Unfortunately networking complicates things since DNS doesn't return ports, only IP addresses. A local DNS service that returned IP:port (and appropriate connection APIs at the application level) could eliminate much of the need for network namespaces. Putting services behind front-end gateways also works (indeed it's usually the model for web services.)
(Disclaimer: I actually do use network namespaces frequently and have fun doing so, but I tend to think that networking APIs are too low-level.)
DNS can return IP:Port pairs, using SRV records instead of A/AAAA records, but for some reason it never took off :( I guess because these days everything uses HTTP as the transport layer, and HTTP doesn’t support it?
isolation layer: the piece that limits privileges and resource usage. (On linux, this is usually handled by cgroups and the kernel, but could also be handled by something like kvm for vm-based containers)
raw container configuration: Given an image and some metadata (like cpu limits), launch an isolated process. (On linux, this is usually handled by runc when working with cgroups)
container api daemon: Manage the list of container processes and available images.
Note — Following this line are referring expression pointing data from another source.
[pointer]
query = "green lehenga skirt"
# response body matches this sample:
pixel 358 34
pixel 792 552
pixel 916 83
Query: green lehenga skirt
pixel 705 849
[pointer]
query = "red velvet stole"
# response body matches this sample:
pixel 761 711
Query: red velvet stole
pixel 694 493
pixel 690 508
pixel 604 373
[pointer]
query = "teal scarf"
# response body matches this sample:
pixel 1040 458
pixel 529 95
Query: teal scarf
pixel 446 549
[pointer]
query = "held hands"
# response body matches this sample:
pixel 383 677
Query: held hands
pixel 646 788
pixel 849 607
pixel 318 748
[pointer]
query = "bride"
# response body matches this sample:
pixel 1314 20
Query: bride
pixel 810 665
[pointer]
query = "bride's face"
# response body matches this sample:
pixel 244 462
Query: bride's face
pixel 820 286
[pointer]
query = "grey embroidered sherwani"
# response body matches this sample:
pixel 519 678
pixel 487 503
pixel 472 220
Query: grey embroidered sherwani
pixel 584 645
Provide a unix socket based API for manipulating isolated processes, launching, deleting, connecting, etc. (In the case of docker, they provide a daemon which abstracts the containerd daemon, or you can use containerd alone without docker)
container command line tool: Provide a user/developer interface to the three things above. This is the docker command. When you install containerd without docker this is the ctr command.
Docker, which is probably the most famous container distribution, pairs the docker command with the docker daemon to abstract away the containerd daemon, runc, and cgroups.
If you use containerd alone, you get ctr/containerd/runc/cgroups.
There's a standalone command line tool (crictl) which replaces both ctr and docker and can be used on top of either the docker daemon or containerd.
[1] Container systems seem to have a relatively complex abstraction over what is a relatively simple architecture.